Cell Respiratory Experiment
2.6
Continuous 2‐propanol and acetone cultures were used to test substrate‐dependent oxygen consumption. These experiments were performed in a glass incubation chamber with a glass stirrer bar, as described previously (Schmitz et al. 2023) and fitted with an oxygen sensor spot (OXSP5, Pyroscience) coupled to a FireSting optical O_2_ meter (PyroScience), using 1 mL of whole‐cell suspensions of strain SolV. Pure oxygen was injected into the respiration chamber to obtain 50–100% air saturation, after which liquid substrate (acetone, acetol, methylglyoxal, methanol, 1‐propanol, 2‐propanol, 1,2‐propanediol) was injected into the same respiration chamber to reach a final concentration of 10 μM to 1 mM. The temperature and stirring rate in the respiration chamber were adjusted to 55°C and 1000 rpm, respectively. Rates were expressed as μmol O_2_ min^−1^ · g DW^−1^ and, when necessary, corrected for endogenous respiration. Varying concentrations of acetone (0–10 μM) and 2‐propanol (0–50 μM) were separately injected in the respiration chamber and used to determine Michaelis–Menten kinetics as described above.
Results
3
M. fumariolicum SolV cells grown in batch on 10% CH_4_/5% CO_2_ were transferred to a medium without methane, containing either 13 mM 2‐propanol or 13.5 mM acetone with a 5% CO_2_ headspace as energy and carbon (Figure 1A). Compared to the control grown on 10% CH_4_/5% CO_2_ (μ = 0.070 h^−1^, doubling time of ~10 h), cells on 2‐propanol or acetone exhibited a lag phase of ~30 h before starting exponential growth, after which they reached growth rates of 0.051 h^−1^ (doubling time 13.6 h) and 0.038 h^−1^ (doubling time of 18.2 h), respectively. Methane was depleted after 30 h, resulting in the cells reaching stationary phase at an OD_600_ of ~0.5. When 2‐propanol and acetone‐grown cells were transferred (10%) into fresh medium, growth rates increased slightly to 0.054 h^−1^ and 0.041 h^−1^ for growth on 2‐propanol and acetone, respectively (Figure 1B). When acetone‐grown cells were transferred to a medium containing 2‐propanol a growth rate of 0.049 h^−1^ was observed. 2‐Propanol cells transferred to an acetone‐containing medium exhibited a growth rate of 0.042 h^−1^. Transferring acetone‐grown cells to a medium supplemented with 1‐propanol or 1,2 propanediol as the sole energy source did not result in any growth.

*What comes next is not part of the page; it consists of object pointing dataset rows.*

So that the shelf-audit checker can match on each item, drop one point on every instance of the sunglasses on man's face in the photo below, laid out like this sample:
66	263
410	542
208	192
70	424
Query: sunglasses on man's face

Growth of M. fumariolicum SolV on 2‐propanol, acetone and methane. (A) Cells from a batch culture on 10% CH4 were used to inoculate medium (10% transfer) containing different substrates: 10% CH4 (green closed triangle), 13 mM 2‐propanol (red open diamond) or 13.5 mM acetone (black closed square). Growth rates of 0.070, 0.051 and 0.038 h−1 were determined when growing on methane, 2‐propanol and acetone, respectively. (B) Acetone‐grown cells (closed squares) were used to inoculate (10% transfer) a medium containing 13 mM 2‐propanol (red closed square) or 13.5 mM acetone (black closed square), for which a growth rate of 0.049 and 0.041 h−1 was determined, respectively. 2‐Propanol‐grown cells (open diamonds) were used to inoculate (10% transfer) in a medium containing 13 mM 2‐propanol (red open diamond) or 13.5 mM acetone (black open diamond), for which a growth rate of 0.054 and 0.042 h−1 was determined respectively. The headspace of all cultures was supplemented with 5% v/v CO2. The OD600 values were plotted over time and an exponential fit (lines) was performed on the exponential phase to determine the growth rates. Data is represented as the mean with error bars representing standard deviation (n = 3).

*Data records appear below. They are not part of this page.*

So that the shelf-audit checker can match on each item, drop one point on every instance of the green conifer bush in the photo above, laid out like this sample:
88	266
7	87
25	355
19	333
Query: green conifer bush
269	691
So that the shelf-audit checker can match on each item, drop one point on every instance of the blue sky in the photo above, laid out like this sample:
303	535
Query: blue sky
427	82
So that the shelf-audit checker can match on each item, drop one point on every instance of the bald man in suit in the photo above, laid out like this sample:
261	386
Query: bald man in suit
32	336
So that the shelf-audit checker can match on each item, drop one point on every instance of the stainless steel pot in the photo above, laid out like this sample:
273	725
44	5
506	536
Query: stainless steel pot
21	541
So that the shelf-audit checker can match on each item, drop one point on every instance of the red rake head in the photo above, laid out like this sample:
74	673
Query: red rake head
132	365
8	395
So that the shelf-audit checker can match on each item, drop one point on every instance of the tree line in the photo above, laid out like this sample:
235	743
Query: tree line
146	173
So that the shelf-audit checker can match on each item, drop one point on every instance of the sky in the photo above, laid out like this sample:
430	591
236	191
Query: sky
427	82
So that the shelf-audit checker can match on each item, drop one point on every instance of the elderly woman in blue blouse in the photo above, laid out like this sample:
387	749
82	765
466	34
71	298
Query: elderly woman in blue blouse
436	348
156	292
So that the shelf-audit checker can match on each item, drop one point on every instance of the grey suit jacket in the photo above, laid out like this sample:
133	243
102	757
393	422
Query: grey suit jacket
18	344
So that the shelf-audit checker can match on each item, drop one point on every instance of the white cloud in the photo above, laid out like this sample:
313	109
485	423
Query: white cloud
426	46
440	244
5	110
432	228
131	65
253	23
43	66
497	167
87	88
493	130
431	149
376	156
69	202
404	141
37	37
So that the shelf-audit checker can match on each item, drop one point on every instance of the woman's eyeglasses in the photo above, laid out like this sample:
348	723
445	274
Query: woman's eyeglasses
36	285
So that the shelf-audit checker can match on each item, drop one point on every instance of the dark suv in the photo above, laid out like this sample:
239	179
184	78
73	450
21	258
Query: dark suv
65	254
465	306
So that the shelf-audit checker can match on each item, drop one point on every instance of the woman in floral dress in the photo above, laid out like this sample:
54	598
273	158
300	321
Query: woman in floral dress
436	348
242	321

Cells grown in batch on 2‐propanol/5% CO_2_ were transferred to culture media without lanthanides and without CO_2_, for 5 consecutive growth cycles to OD ~1, to deplete internal La storages. Subsequently, growth on 2‐propanol with/without lanthanum (1 μM LaCl_3_) and with/without CO_2_ were compared (Figure 2 and Supplementary Figure S1) in two separate experiments. The mean growth rates were 0.047 h^−1^, 0.043 h^−1^ and 0.044 h^−1^ for cells grown with CO_2_ and La, without CO_2_ with La and without CO_2_ and La, respectively. Cells grown on 2‐propanol with CO_2_ seemed to grow slightly faster than cells without CO_2_, but a one‐way ANOVA analysis with a Tukey test to factor in multiple comparisons showed this difference was not significant (p = 0.33 for +CO_2_/+La vs. CO_2_/+La and p = 0.41 for +CO_2_/+La vs. −CO_2_/−La). The removal of lanthanum from the growth medium did not have an effect on the growth of SolV cells on 2‐propanol (p = 0.97 for −CO_2_/+La vs. −CO_2_/−La).

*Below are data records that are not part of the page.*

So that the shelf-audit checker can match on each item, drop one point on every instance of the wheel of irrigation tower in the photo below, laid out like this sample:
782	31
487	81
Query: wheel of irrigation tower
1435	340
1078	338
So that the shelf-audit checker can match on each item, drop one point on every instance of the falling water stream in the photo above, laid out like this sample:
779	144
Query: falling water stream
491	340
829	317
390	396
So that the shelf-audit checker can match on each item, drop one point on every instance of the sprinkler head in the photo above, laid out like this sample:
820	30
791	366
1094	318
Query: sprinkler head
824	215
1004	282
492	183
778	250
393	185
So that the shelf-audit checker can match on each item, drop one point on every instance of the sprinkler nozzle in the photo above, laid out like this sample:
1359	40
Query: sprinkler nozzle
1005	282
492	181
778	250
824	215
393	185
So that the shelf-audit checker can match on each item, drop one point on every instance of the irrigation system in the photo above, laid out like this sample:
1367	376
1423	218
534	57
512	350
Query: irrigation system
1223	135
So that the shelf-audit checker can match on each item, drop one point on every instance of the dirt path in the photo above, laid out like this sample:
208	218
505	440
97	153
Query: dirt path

Influence of CO2 and lanthanum on the growth of M. fumariolicum SolV on 2‐propanol. Cells were inoculated in a medium containing 26 mM 2propanol/5% CO2 (black squares), 2‐propanol without CO2 (red diamonds) or 2‐propanol without CO2 and without lanthanides (green triangles), after an initial batch cultivation on 2‐propanol without CO2 and without lanthanides for 5 consecutive transfers to fresh medium with a 20 times dilution of the cells. The OD600 value was plotted over time and an exponential fit was performed on the exponential phase to determine the growth rates (μ). Data is represented as the mean with error bars representing standard deviation (n = 3).
Since propane was also readily converted, the potential to grow on propane was examined for both 2‐propanol and acetone‐grown cells in batch cultures. For both, an initial consumption of propane was observed, which halted after ~50 h. No clear increase in OD values for either culture could be observed (Supplementary Figure S2), indicating propane could not be used as a sole substrate. The conversion of propane as a co‐substrate in the environment might offer some additional energy, which could support persistence but is insufficient to support growth.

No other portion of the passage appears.